Women lured by promise of jobs 'sold as brides' for paltry Rs 50,000 in Kashmir

By Athar Parvaiz* 

It has been over a decade since 32-year-old Rafiqa (not her real name) was sold to a villager after being lured by the promise that she would be employed in the handicrafts industry of Jammu & Kashmir.
But, instead of getting a job, she was sold to a Kashmiri man in Budgam district for a paltry sum of Rs 50,000. Before the traffickers lured her, Rafiqa lived with her parents and three siblings in a poor Muslim family in West Bengal, a state in eastern India.
Ranging from Rohingya refugees -- there are an estimated 40,000 Rohingya refugees in India -- to women in other states of the country, such as West Bengal and Assam, women are trafficked and sold as brides to men who find it hard to find brides within their communities. Such grooms often include aged, physically challenged, and men with mental health issues.

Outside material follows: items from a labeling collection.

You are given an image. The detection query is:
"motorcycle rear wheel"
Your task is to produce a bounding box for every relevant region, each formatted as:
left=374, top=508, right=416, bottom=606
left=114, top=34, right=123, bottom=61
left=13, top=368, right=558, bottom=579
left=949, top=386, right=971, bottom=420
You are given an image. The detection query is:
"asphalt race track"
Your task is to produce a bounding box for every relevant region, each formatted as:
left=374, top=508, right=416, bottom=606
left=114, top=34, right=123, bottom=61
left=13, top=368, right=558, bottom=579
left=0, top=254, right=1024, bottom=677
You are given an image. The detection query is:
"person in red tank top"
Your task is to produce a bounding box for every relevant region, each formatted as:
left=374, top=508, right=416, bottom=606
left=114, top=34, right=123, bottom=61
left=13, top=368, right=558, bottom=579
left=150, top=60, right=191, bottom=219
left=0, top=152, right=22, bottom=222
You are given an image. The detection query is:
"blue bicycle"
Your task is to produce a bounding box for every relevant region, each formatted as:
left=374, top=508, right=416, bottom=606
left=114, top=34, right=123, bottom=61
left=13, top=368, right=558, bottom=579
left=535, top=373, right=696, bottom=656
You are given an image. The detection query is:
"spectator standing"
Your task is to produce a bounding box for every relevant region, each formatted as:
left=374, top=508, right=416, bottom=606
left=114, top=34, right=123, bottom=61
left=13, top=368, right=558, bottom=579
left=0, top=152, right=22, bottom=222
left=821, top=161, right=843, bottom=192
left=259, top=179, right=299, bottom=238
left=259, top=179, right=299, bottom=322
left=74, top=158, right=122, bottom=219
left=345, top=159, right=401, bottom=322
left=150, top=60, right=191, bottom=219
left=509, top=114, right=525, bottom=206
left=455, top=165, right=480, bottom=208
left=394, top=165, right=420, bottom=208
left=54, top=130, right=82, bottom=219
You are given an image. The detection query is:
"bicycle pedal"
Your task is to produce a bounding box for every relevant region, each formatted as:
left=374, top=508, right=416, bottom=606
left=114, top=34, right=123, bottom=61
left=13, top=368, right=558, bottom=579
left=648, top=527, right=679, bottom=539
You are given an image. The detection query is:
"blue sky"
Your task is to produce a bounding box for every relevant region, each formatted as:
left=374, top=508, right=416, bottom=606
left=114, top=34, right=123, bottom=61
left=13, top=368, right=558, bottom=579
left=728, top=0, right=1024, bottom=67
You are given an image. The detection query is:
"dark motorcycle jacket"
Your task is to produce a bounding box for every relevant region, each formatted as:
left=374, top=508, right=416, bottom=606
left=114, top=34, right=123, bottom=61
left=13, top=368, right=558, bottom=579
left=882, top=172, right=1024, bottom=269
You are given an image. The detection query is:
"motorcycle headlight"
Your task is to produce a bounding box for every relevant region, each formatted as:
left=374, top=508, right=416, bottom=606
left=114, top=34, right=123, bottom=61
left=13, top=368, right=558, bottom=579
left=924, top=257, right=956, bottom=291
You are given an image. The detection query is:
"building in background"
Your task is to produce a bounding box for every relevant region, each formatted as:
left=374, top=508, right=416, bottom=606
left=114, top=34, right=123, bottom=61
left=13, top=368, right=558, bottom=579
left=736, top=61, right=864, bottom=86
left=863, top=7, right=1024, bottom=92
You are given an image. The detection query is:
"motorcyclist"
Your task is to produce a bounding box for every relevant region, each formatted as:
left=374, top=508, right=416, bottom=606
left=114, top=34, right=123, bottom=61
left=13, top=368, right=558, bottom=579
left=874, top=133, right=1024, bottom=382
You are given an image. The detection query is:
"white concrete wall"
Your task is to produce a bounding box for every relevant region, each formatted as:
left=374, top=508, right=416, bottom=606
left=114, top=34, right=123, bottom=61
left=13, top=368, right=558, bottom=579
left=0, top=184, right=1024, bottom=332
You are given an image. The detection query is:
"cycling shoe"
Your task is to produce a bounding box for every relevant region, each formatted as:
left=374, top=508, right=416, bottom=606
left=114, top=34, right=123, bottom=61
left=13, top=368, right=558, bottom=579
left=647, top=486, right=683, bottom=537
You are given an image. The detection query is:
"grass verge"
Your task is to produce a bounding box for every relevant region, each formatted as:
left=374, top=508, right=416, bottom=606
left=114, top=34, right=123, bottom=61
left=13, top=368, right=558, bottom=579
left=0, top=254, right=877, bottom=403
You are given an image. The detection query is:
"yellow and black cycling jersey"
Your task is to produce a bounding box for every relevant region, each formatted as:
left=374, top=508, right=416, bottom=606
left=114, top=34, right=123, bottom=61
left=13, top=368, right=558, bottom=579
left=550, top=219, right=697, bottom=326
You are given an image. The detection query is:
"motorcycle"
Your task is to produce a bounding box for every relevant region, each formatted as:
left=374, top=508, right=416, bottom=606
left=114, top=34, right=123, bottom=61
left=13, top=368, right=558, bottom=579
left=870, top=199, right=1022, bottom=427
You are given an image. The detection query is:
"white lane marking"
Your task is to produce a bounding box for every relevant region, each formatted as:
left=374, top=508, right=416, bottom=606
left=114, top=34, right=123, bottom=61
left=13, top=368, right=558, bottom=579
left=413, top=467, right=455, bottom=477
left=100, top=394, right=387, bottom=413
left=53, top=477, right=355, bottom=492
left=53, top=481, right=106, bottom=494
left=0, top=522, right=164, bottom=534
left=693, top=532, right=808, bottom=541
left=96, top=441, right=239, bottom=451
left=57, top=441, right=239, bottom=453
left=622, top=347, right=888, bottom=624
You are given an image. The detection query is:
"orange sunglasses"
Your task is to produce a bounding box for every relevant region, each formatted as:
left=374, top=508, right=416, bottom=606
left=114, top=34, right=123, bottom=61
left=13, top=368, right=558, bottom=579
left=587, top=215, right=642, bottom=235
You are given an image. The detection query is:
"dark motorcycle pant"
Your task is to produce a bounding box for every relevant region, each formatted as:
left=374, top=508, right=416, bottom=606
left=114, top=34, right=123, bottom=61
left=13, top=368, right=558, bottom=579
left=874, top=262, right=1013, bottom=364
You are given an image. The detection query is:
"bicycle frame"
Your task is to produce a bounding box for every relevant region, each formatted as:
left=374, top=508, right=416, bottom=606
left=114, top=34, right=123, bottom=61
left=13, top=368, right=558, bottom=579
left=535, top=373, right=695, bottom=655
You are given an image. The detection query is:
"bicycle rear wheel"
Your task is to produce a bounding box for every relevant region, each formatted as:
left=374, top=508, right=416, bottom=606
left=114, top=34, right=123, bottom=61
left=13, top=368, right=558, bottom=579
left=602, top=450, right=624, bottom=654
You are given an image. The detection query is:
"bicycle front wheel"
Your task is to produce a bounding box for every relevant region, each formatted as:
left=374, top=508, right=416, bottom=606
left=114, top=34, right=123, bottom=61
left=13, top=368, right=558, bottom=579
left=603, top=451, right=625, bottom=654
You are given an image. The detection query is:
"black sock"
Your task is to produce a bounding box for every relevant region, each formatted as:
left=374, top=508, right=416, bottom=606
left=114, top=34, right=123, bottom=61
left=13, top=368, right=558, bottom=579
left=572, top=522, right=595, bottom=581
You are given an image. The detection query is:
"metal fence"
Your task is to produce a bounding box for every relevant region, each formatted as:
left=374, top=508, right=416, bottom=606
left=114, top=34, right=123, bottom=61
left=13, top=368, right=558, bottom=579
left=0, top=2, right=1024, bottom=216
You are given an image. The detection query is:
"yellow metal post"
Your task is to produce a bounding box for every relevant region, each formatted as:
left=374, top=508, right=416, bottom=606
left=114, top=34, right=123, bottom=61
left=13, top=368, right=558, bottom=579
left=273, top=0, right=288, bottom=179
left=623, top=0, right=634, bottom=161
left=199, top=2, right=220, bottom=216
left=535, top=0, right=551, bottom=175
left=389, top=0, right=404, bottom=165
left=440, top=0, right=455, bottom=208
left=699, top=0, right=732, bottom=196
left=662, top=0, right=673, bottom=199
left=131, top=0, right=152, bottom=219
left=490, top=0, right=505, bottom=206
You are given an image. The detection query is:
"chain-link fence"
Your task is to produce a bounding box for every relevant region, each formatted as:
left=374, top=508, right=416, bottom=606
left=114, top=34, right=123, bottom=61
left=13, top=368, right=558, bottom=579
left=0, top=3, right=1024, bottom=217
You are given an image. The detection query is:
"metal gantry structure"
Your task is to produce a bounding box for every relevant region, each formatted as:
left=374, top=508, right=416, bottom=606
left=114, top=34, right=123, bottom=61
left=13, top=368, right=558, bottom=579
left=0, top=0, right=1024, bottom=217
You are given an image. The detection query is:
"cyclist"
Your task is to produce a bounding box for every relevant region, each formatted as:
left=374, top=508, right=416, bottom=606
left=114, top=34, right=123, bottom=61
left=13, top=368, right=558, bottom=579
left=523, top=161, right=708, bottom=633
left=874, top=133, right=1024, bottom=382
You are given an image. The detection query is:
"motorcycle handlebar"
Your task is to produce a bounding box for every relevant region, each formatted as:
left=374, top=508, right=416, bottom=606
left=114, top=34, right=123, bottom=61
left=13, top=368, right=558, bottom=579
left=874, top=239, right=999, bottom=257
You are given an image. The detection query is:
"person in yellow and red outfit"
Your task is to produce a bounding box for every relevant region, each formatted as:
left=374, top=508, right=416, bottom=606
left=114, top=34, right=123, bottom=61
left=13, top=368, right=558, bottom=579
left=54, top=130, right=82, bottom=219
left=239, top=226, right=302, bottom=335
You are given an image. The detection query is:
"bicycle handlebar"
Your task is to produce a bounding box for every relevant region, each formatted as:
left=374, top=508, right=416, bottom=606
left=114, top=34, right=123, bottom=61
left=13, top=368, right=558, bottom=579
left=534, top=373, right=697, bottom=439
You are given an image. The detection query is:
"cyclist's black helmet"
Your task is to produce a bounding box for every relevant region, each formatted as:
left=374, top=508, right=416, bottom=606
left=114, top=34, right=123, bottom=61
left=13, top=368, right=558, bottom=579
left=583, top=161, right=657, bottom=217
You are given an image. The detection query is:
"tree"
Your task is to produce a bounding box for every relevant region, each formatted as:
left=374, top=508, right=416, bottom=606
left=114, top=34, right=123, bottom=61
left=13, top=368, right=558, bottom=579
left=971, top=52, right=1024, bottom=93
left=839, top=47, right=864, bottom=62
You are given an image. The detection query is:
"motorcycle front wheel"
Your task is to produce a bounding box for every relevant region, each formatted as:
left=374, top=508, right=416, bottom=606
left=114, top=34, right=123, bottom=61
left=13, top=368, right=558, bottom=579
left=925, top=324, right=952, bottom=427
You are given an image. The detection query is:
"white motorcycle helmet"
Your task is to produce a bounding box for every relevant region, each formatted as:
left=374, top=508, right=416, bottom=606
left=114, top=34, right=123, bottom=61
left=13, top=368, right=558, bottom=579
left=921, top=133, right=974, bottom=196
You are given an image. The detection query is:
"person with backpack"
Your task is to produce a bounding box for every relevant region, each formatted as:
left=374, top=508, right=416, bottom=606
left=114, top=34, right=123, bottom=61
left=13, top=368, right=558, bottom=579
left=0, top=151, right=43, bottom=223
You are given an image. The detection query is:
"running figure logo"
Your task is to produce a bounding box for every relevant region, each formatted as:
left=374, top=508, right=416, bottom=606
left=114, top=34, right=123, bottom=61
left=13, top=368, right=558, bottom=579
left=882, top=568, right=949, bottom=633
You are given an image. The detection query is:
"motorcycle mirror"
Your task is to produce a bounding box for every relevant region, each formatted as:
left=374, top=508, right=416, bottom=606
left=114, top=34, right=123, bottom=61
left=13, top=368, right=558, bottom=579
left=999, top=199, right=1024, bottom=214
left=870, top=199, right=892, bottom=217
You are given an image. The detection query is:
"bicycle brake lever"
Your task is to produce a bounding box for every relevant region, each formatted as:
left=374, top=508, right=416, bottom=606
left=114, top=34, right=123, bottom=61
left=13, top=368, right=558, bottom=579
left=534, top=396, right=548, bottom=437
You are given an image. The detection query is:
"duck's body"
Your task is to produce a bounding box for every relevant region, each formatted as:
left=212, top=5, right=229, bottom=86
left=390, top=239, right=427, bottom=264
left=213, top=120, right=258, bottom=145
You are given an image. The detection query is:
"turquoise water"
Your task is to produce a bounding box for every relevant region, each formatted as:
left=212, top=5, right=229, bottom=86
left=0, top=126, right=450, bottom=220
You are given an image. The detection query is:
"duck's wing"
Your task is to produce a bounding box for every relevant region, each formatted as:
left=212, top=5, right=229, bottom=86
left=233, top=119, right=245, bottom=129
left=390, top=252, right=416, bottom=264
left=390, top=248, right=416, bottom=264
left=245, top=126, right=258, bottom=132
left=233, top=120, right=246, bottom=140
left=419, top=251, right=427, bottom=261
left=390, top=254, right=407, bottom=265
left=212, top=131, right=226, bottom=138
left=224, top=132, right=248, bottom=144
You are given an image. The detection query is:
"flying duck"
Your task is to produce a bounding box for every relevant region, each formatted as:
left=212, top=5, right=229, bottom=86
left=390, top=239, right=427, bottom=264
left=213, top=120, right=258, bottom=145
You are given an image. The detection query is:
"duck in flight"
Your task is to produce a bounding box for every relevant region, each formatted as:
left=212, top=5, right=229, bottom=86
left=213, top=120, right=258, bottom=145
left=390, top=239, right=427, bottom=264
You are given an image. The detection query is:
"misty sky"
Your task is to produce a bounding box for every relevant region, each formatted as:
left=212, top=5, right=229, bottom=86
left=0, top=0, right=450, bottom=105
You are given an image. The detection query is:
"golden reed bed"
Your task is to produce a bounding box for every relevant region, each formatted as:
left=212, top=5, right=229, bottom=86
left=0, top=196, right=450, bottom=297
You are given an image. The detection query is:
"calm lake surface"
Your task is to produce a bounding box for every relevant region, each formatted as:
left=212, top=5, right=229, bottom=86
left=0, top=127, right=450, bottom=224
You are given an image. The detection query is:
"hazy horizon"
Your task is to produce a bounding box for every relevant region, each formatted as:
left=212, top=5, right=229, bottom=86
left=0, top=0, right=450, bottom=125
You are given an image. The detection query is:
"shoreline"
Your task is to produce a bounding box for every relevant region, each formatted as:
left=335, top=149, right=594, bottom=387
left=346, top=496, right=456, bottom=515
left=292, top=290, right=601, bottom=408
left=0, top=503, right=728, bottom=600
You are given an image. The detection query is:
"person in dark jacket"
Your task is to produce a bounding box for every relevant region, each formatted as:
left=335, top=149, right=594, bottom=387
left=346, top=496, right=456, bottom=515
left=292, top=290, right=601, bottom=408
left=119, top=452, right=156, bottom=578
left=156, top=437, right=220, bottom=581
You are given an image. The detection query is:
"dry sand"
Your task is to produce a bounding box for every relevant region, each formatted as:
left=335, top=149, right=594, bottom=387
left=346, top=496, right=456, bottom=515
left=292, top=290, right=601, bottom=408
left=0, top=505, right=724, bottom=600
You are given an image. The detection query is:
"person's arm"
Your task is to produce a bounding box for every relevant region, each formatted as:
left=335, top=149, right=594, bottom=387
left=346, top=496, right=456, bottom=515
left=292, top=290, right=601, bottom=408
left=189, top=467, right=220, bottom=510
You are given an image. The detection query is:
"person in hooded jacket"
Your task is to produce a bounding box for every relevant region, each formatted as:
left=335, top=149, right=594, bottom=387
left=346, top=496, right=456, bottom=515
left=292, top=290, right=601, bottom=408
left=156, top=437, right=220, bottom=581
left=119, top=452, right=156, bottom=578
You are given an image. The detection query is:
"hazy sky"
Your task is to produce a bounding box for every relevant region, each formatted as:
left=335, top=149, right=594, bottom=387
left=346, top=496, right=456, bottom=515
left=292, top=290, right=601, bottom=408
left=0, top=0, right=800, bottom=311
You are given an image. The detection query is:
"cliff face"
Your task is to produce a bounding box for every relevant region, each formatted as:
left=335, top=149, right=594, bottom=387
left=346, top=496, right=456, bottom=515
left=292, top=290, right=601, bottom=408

Rafiqa’s husband, who drives a horse-cart for a living and lives in a one-room wooden shed, had to sell the only cow he possessed to pay the sum to the human traffickers.
She has now come to terms with “what I was destined to face in my life.” Embracing the reality, she says, was the only option left with her.
“I could have either tried to escape or taken some extreme step, but I decided to apply myself positively to make some kind of life out of what I ended up with,” Rafiqa said, while sitting at the base of the small wooden staircase of her house. “My husband’s simplicity and kind nature were also helpful in taking this decision—even though I didn’t like his appearance.”
“Now I have three kids for whom I have to live,” Rafiqa said. “I miss my parents and siblings. But it is very difficult to visit them. Even if I convince my husband, we can’t afford to visit them as it takes a lot of money to pay for the travel,” she added, saying her husband hardly provides two square meals for the family.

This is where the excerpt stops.